The Buffalo City Mission has seen the changes going on in the community.

On Wednesday, it became part of the trend.

Dignitaries and supporters of the Buffalo City Mission gathered under a tent in the back parking lot of the facility at 100 E. Tupper St. on Wednesday morning, celebrating the groundbreaking for what organizers are billing as a "one-stop" community center for Western New York's homeless.

In less than two years, that parking lot is set to be the site of a community room in the 75,000-square foot, $15 million community center that will expand and enhance the City Mission's services.

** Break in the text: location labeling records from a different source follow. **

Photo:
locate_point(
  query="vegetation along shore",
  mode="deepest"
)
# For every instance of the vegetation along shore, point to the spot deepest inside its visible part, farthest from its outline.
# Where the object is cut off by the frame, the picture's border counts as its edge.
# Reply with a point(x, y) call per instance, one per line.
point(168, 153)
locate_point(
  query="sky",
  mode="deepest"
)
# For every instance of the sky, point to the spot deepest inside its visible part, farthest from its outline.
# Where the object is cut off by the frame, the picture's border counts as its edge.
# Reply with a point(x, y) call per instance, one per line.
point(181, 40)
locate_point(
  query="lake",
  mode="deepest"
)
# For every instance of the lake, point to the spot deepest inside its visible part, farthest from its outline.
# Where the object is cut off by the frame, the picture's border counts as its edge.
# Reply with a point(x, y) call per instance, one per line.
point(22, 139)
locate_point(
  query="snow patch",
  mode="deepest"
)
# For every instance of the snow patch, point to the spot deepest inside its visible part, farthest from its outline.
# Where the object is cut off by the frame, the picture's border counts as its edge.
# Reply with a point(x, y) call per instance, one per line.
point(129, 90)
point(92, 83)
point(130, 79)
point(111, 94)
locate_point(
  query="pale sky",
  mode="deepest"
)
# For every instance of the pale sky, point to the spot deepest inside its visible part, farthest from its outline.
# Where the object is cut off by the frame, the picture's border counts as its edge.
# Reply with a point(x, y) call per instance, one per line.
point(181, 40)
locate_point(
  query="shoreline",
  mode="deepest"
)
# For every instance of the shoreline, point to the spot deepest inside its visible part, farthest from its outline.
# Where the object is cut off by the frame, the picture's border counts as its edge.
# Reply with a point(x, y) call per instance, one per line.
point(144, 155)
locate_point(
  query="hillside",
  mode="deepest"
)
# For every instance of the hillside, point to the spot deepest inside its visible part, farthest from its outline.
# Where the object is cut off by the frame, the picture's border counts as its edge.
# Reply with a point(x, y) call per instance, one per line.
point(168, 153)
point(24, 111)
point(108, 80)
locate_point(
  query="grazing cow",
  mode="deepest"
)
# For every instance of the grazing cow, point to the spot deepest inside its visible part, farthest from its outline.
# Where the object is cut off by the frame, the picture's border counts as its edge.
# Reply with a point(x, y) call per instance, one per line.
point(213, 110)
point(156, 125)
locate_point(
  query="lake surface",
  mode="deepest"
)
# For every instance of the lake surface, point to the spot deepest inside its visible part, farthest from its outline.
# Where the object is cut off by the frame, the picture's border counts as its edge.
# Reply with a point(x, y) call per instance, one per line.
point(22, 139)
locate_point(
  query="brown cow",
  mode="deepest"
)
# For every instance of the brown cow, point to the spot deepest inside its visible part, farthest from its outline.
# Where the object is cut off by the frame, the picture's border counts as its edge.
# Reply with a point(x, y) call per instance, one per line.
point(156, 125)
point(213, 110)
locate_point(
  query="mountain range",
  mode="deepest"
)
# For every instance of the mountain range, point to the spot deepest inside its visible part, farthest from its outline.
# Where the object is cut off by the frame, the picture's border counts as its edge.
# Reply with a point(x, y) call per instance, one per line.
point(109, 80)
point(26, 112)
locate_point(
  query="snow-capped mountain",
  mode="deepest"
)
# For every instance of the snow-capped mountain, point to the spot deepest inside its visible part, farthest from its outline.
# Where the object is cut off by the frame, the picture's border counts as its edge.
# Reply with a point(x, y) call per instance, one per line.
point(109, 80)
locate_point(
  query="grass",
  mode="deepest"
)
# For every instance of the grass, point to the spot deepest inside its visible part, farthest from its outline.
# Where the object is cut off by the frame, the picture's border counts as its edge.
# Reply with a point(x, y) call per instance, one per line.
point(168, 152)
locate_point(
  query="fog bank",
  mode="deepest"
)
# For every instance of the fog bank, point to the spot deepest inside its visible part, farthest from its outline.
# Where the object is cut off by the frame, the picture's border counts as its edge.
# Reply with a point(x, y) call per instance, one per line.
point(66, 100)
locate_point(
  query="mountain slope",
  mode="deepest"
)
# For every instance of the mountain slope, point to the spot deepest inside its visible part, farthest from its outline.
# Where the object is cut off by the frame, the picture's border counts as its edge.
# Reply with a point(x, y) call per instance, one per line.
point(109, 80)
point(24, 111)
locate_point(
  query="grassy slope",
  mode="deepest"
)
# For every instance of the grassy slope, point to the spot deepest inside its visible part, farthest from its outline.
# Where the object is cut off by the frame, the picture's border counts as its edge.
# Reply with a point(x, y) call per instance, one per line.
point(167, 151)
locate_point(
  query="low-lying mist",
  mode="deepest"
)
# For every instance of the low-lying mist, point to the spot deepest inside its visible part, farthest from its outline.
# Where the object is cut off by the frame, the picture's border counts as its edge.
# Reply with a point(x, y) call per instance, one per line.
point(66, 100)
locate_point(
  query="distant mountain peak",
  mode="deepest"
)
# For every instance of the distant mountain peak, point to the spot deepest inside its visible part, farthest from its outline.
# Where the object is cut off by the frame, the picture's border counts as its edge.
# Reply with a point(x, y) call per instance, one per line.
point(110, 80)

"The city of Buffalo is going through a renaissance and a rebirth, and so is the City Mission," said Aubrey Calhoun, the mission's associate executive director for development, public relations and volunteers. "It's going to provide preventative services to the entire community with a medical clinic right on site. ... We also will have an emergency shelter on the second floor, and our transitional housing program will have over 52 resident units for men who are willing and want to be able to get on the road towards self-sufficiency.

"Through education, career-building, job-building, housing development, it will become the one-stop shop community center here in Western New York."

Construction on the four-story building will begin next month, with the project slated for completion in spring of 2020.

Calhoun said no guests of the mission will have to be relocated during construction. The current facility will be used until the new one is finished. It then will be razed and will become a parking lot.

The Buffalo City Mission's new community center will be built in the parking lot next to the existing City Mission and the old one will be torn down and become the new parking lot. (John Hickey/Buffalo News)

Calhoun said the City Mission has secured $11 million of the needed $15 million and that "this year is the year" to complete the fundraising. With the organization celebrating its 100th anniversary, the fundraising initiative is titled "Next Century."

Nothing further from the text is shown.